Occasionally, there may be prior knowledge about the domain that
facilitates making such a choice. However, even in such cases, a
method for determining the granularity at which to look at the data
is required. This is seen as the problem of finding the optimal
number of clusters in the data, relative to some clustering
algorithm.
[0009] E. Levine and E. Domany in "Resampling Method for
Unsupervised Estimation of Cluster Validity", Neural Comp. 13,
2573-2593 (2001), assign a figure of merit to a clustering solution
according to its similarity to clusterings of subsamples of the
data.
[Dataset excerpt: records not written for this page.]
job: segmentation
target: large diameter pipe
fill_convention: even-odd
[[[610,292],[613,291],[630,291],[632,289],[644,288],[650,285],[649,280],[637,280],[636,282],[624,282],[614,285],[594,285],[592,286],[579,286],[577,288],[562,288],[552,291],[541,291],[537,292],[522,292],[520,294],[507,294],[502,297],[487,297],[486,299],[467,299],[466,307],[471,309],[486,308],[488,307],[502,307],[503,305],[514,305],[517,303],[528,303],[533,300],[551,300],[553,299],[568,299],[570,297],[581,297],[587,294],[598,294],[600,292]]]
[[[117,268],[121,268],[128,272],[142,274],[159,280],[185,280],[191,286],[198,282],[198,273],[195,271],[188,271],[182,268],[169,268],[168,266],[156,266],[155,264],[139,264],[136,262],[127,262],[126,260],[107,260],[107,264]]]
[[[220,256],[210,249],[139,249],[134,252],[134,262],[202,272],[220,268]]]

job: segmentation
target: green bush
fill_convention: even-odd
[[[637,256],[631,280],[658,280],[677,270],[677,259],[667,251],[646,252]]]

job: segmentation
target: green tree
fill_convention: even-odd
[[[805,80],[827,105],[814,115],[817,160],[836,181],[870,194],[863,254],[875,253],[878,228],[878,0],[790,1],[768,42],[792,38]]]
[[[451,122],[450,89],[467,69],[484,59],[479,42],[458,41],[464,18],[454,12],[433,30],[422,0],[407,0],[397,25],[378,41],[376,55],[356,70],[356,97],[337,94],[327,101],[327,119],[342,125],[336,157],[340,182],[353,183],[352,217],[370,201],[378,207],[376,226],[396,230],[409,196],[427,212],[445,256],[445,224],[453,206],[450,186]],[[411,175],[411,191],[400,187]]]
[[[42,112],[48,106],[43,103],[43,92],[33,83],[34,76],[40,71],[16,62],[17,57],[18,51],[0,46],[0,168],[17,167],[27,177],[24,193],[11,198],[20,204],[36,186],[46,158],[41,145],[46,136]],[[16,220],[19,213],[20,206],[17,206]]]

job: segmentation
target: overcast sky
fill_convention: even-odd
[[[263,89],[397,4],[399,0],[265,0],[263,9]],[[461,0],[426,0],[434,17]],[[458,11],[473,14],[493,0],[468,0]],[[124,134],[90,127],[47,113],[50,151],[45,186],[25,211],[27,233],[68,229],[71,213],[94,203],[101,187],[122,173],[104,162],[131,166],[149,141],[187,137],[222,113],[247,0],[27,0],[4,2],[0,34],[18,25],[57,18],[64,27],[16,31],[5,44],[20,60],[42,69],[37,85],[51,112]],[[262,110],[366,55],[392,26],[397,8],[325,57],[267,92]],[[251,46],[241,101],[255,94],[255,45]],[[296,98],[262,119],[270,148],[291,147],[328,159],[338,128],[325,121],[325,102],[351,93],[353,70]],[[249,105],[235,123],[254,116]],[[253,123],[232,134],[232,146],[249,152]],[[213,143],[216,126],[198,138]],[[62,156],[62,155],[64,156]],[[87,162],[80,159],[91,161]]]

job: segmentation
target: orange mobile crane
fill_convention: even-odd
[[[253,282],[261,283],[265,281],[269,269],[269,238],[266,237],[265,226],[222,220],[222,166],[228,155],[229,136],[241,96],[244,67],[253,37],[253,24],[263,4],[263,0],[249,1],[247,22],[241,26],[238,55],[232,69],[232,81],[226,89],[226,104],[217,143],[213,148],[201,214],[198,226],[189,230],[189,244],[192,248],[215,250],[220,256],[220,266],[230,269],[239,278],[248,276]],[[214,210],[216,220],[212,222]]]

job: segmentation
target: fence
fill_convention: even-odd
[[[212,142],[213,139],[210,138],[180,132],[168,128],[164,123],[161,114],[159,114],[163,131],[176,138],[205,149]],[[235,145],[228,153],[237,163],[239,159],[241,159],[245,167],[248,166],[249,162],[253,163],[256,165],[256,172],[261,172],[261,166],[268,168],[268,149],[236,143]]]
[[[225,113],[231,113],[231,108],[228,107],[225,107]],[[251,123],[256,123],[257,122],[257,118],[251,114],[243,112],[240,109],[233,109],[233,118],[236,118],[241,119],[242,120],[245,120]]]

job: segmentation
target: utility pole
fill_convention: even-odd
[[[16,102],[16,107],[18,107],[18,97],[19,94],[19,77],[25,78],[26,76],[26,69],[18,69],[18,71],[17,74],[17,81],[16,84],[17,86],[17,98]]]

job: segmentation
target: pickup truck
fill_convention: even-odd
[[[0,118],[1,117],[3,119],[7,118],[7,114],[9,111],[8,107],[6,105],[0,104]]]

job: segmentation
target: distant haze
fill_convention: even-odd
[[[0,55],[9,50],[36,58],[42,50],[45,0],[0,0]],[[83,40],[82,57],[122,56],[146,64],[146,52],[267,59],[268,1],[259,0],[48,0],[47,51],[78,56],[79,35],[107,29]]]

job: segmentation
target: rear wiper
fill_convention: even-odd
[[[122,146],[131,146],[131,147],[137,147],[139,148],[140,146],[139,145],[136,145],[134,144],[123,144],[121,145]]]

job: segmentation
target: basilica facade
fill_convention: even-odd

The "temperature" parameter of their clustering algorithm is
selected according to a maximum of the similarity measure. However,
in real data, such a maximum does not often occur. Other model
selection techniques have difficulty detecting the absence of
structure in the data, i.e., that there is a single cluster.
Further, many of algorithms make assumptions as to cluster shape,
and do not perform well on real data, where the cluster shape is
generally not known. Accordingly, other methods for clustering are
needed. The present invention is directed to such a method.
SUMMARY OF THE INVENTION
[0010] In an exemplary embodiment, a system and method are provided
for analysis of data by grouping the input data points into
meaningful subsets of data. The exemplary system comprises a
storage device for storing at least one data set, and a processor
for executing the clustering algorithm. In the preferred
embodiments, the clustering algorithm is a k-means or hierarchical
clustering algorithm.
[0011] In the method of the present invention, a "good granularity
level", i.e., an optimal number of clusters, is defined as one at
which a clustering solution is stable with respect to some
perturbation of the data, such as noise or sub-sampling. For each
level of granularity, the algorithm chooses a number of pairs of
sub-samples or other perturbations, clusters each sub-sample with
the chosen level of granularity, then computes a similarity between
pairs of clustering solutions. For each level of granularity, the
distribution of the similarity between pairs of clustering
solutions is computed, then the highest level of granularity for
which highly similar solutions are obtained under perturbation is
chosen.
[0012] According to the present invention, the probability
distribution of the similarity measure is evaluated in order to
find the "true" number of clusters based on a similarity measure
between clustering solutions. A dot product between pairs of
clustering solutions is normalized to provide a similarity measure.
Other similarity measures proposed in the literature can also be
expressed in terms of this dot product.
[0013] In one embodiment, the inventive method provides means for
extraction of information from gene expression profiles, in
particular, extraction of the most relevant clusters of temporal
expression profiles from tens of thousands of measured profiles. In
one variation of the present embodiment, the clustering algorithm
is the k-means algorithm. Other embodiments include all pairwise
clustering methods (e.g., hierarchical clustering) and support
vector clustering (i.e., a support vector machine (SVM)). In one
variation, the fit involves affine transformations such as
translation, rotation, and scale. Other transformations could be
included, such as elastic transformations. In the case of k-means,
the algorithm is applied in a hierarchical manner by sub-sampling
the data and clustering the sub-samples. The resulting cluster
centers for all the runs are then clustered again. The resulting
cluster centers are considered to be the most significant profiles.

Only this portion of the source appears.